### Linear Regression with Stochastic Gradient Descent and Multiple Variables
##### Boston Housing Prices
Data is taken from Keras Datasets.

In a series of steps, we can train a simple model to update weights for our multiple parameters.  Over these updates we will minimize the mean squared error between our model's predictions and the 'real answers'.  Finally we will test our model on some testing data.


In [254]:
# Lets get our Data.

import numpy as np
from keras.datasets import boston_housing

(x_train, y_train), (x_test, y_test) = boston_housing.load_data()

In [255]:
x_train.shape

(404, 13)

##### From the documentation: `Samples contain 13 attributes of houses at different locations around the Boston suburbs in the late 1970s`

We have training data from 404 houses.  We have 13 attributes for each house 

In [256]:
y_train[0:10]

array([15.2, 42.3, 50. , 21.1, 17.7, 18.5, 11.3, 15.6, 15.6, 14.4])
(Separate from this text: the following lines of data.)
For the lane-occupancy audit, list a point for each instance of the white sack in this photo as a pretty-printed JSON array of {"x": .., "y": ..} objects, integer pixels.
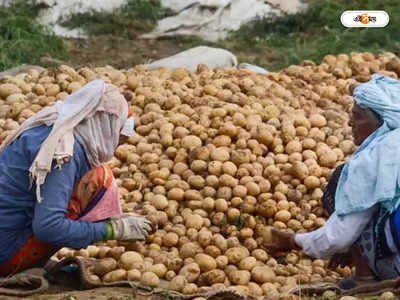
[{"x": 190, "y": 59}]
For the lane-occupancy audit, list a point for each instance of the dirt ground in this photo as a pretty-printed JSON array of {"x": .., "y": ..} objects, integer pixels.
[
  {"x": 118, "y": 52},
  {"x": 111, "y": 293}
]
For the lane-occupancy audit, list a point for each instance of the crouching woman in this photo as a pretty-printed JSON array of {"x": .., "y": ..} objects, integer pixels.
[
  {"x": 54, "y": 190},
  {"x": 363, "y": 195}
]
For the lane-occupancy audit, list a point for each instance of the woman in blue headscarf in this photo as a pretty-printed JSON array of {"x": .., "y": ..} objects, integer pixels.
[{"x": 364, "y": 222}]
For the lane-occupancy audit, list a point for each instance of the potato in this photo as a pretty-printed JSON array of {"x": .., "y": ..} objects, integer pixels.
[
  {"x": 212, "y": 277},
  {"x": 191, "y": 272},
  {"x": 218, "y": 158},
  {"x": 116, "y": 275},
  {"x": 240, "y": 277},
  {"x": 247, "y": 263},
  {"x": 133, "y": 275},
  {"x": 177, "y": 283},
  {"x": 129, "y": 259},
  {"x": 150, "y": 279},
  {"x": 205, "y": 262},
  {"x": 104, "y": 266},
  {"x": 236, "y": 254},
  {"x": 7, "y": 89},
  {"x": 262, "y": 274},
  {"x": 159, "y": 269}
]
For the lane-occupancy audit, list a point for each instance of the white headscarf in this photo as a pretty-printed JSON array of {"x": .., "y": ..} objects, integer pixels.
[{"x": 95, "y": 114}]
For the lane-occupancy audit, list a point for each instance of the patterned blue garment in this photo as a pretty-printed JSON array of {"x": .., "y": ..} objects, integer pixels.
[
  {"x": 372, "y": 175},
  {"x": 20, "y": 214}
]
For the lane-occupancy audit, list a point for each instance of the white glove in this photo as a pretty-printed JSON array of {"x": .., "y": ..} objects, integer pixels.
[{"x": 130, "y": 227}]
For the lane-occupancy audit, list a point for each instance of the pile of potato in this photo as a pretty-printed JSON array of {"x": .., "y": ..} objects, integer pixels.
[{"x": 217, "y": 157}]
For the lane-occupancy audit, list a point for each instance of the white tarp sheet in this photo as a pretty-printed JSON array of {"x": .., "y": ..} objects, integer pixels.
[
  {"x": 55, "y": 11},
  {"x": 212, "y": 57},
  {"x": 190, "y": 59},
  {"x": 212, "y": 20}
]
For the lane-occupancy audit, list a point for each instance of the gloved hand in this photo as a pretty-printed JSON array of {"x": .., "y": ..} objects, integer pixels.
[
  {"x": 130, "y": 227},
  {"x": 340, "y": 260}
]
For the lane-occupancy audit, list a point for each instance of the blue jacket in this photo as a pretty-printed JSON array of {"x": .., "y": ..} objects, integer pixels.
[{"x": 20, "y": 214}]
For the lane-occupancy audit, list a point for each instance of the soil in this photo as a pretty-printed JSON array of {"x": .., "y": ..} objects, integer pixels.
[
  {"x": 118, "y": 52},
  {"x": 114, "y": 293}
]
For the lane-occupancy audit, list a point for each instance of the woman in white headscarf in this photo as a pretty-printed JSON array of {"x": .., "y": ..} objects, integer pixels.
[
  {"x": 364, "y": 220},
  {"x": 54, "y": 190}
]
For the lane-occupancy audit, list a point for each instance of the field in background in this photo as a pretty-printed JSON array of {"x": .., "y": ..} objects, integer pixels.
[{"x": 276, "y": 42}]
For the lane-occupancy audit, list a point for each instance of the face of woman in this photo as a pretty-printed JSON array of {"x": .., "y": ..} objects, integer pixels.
[
  {"x": 122, "y": 139},
  {"x": 362, "y": 123}
]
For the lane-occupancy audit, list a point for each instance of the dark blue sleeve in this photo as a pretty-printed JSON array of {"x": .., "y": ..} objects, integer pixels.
[{"x": 50, "y": 224}]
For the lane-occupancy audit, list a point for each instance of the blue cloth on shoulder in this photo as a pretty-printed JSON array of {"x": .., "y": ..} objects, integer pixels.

This is supervised learning seeing as we have the 'correct' answers.  These must be values of the homes.

### 1) The Model:

We will use an extension of y = mx + b taught in algebra class.  We will add in mx terms for each weight m and parameter x.  I will refer to weights as theta from now on.  

So we have

\begin{equation*}
h_{ \theta}(x) = \theta_{1} * x_{1} + \theta_{2} * x_{2} + ... \theta_{j} * x_{j} + b
\end{equation*}

We will use our guesses at the weights with our x_training values to generate a prediction for the price of each house.   

### 2) Initialize Weights and Feature Normalization.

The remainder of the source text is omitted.